Based on the results of MTT assay, we treated the cells with curcumin and DXM simultaneously in order to perform the following experiments. As expected, DXM at 100 nM induced a marked decrease in ALP activity in the primary osteoblasts. Curcumin at 2 µM significantly reversed this decrease, but exerted little effect on normal cells (cells not stimulated with DXM; Fig. 5A). In addition, the mRNA expression levels of osteoblast differentiation-associated proteins were measured. As illustrated in Fig. 5B, the mRNA expression levels of osteoclacin, collagen, type 1, alpha 1 (Col1A1), osteonectin, runt-related transcription factor-2 (Runx2) and osterix were markedly downregulated following stimulation with DXM. We also examined the expression of two crucial factors related to osteogenesis, OPG and RANKL. DXM induced the marked downregulation of OPG and the upregulation of RANKL mRNA and protein expression (Fig. 5C and D). Curcumin at 2 µM partly, but still significantly, reversed the effects of DXM on the expression of these genes.

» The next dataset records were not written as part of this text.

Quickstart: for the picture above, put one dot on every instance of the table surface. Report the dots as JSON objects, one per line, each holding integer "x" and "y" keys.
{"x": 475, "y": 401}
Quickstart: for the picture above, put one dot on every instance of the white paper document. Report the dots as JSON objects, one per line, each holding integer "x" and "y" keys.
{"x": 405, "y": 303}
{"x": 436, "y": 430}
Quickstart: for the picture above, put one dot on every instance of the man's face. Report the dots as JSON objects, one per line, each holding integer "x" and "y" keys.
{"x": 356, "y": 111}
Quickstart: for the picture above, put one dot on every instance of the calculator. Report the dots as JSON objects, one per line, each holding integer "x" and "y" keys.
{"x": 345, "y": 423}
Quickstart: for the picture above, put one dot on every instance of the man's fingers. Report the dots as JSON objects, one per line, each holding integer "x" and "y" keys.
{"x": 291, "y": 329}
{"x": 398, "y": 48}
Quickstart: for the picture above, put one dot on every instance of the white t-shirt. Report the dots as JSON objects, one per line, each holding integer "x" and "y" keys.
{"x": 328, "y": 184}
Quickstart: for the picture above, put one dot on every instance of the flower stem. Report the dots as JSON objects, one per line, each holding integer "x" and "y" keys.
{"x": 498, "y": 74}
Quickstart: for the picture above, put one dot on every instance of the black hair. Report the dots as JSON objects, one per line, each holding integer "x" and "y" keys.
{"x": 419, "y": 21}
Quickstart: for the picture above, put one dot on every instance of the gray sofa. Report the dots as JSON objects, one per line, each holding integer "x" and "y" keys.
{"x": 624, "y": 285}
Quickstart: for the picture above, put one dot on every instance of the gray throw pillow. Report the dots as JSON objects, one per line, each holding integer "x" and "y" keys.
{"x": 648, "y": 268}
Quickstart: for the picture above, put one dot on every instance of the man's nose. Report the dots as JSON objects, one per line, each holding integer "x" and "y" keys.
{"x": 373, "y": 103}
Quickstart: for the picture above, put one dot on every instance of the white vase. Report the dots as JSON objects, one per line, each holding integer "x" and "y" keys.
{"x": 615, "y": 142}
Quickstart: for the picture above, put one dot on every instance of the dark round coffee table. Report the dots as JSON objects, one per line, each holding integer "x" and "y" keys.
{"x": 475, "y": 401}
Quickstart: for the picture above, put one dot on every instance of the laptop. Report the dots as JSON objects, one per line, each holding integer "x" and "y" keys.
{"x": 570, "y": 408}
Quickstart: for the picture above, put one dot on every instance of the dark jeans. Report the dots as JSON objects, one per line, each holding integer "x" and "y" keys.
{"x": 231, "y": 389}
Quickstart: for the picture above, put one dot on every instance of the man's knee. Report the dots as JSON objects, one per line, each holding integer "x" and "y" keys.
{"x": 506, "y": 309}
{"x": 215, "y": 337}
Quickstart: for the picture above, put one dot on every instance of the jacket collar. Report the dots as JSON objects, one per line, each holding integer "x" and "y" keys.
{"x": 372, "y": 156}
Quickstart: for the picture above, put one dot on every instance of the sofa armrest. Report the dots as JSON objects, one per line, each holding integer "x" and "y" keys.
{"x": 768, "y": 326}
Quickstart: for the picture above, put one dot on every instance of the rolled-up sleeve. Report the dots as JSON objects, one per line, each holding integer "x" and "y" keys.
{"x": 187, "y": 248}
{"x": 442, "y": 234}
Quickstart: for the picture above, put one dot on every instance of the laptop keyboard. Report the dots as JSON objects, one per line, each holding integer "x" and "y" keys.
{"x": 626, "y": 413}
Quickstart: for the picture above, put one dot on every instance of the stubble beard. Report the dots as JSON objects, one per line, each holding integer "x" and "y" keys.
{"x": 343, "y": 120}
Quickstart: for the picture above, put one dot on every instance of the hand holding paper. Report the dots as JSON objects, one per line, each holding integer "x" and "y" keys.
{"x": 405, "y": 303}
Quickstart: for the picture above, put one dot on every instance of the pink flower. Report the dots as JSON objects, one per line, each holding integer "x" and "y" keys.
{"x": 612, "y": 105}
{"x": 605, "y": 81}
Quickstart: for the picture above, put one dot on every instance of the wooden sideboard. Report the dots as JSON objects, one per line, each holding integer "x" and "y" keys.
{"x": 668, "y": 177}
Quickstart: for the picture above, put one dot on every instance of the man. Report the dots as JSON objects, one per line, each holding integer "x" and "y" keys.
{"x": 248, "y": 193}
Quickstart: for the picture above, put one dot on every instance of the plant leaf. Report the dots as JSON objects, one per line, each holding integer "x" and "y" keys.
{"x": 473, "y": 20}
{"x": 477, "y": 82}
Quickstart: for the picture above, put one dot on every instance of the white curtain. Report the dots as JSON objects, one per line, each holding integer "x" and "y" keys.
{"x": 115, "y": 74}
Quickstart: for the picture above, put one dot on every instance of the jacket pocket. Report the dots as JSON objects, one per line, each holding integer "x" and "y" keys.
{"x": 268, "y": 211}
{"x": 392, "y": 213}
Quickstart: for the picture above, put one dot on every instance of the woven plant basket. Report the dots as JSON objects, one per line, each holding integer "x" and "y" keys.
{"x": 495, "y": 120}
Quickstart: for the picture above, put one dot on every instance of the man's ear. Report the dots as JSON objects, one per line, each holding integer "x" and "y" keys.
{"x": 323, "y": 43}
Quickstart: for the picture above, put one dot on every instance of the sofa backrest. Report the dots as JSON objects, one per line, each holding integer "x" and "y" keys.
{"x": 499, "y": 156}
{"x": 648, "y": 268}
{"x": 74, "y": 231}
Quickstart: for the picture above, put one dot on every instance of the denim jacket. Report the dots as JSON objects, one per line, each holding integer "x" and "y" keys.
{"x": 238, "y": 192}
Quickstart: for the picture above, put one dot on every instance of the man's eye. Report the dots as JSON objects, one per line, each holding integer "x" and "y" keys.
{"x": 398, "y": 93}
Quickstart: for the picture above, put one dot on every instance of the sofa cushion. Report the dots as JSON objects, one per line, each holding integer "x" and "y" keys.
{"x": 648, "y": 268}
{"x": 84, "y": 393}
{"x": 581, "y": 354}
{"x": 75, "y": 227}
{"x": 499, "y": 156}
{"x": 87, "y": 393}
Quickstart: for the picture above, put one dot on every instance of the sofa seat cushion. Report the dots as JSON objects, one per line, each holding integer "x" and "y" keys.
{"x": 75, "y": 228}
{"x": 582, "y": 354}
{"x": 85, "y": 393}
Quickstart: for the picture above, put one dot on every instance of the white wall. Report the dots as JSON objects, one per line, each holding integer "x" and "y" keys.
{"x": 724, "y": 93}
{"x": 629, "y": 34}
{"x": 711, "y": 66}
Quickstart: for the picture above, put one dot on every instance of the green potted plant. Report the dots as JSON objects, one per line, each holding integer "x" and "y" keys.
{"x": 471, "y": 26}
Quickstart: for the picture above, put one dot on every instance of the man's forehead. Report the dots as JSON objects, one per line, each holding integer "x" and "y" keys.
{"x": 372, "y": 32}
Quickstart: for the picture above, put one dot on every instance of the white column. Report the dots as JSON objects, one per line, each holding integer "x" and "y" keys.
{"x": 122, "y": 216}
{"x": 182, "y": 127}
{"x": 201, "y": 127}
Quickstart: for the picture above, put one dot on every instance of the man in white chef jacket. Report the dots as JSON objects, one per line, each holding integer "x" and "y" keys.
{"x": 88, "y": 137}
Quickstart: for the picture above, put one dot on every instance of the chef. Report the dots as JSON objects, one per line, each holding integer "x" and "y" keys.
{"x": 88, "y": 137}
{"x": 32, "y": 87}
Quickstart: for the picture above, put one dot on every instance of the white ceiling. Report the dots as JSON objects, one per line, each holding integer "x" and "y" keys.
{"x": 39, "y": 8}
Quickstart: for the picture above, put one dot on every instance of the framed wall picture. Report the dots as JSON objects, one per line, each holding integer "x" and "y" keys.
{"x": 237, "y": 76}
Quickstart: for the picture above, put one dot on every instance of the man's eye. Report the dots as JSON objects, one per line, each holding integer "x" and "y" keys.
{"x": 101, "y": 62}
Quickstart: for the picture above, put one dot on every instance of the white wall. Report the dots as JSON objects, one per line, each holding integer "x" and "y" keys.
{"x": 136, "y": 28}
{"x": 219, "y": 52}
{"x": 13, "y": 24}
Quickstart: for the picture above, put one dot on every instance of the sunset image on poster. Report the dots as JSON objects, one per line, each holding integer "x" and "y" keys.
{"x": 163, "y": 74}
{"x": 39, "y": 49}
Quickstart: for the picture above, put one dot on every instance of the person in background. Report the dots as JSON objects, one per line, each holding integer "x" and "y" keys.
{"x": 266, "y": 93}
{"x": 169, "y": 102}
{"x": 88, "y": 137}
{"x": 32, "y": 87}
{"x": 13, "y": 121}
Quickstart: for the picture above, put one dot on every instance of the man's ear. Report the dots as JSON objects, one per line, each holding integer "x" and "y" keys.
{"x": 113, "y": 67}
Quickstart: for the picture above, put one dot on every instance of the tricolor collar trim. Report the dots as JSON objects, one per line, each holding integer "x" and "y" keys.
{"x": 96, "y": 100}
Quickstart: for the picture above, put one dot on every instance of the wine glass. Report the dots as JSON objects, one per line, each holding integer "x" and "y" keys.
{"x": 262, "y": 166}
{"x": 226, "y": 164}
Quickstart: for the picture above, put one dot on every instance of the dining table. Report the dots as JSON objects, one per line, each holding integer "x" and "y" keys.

The effects of curcumin on the Wnt signaling pathway were examined in vitro. In line with our in vivo experiments, DXM downregulated the mRNA expression of Wnt, β-catenin and LRP5, and upregulated the mRNA expression of Dickkopf-1 and SOST (Fig. 6A). In addition, GSK phosphorylation was inhibited by stimulation with DXM (Fig. 6B). These changes were partly reversed by treatment with curcumin. In addition, we used immunofluorescence staining in order to examine β-catenin trafficking in osteoblasts (Fig. 6C). In the control primary osteoblasts (no treatment), we observed a strong intranuclear staining of β-catenin, reflecting activated Wnt/β-catenin signaling. Exposure to DXM reduced the intranuclear staining of β-catenin, representing the significant inhibition of Wnt/β-catenin signaling. Treatment with curcumin markedly, although not completely, restored the intranuclear staining of β-catenin. Curcumin did not affect β-catenin nuclear staining in the normal osteoblasts.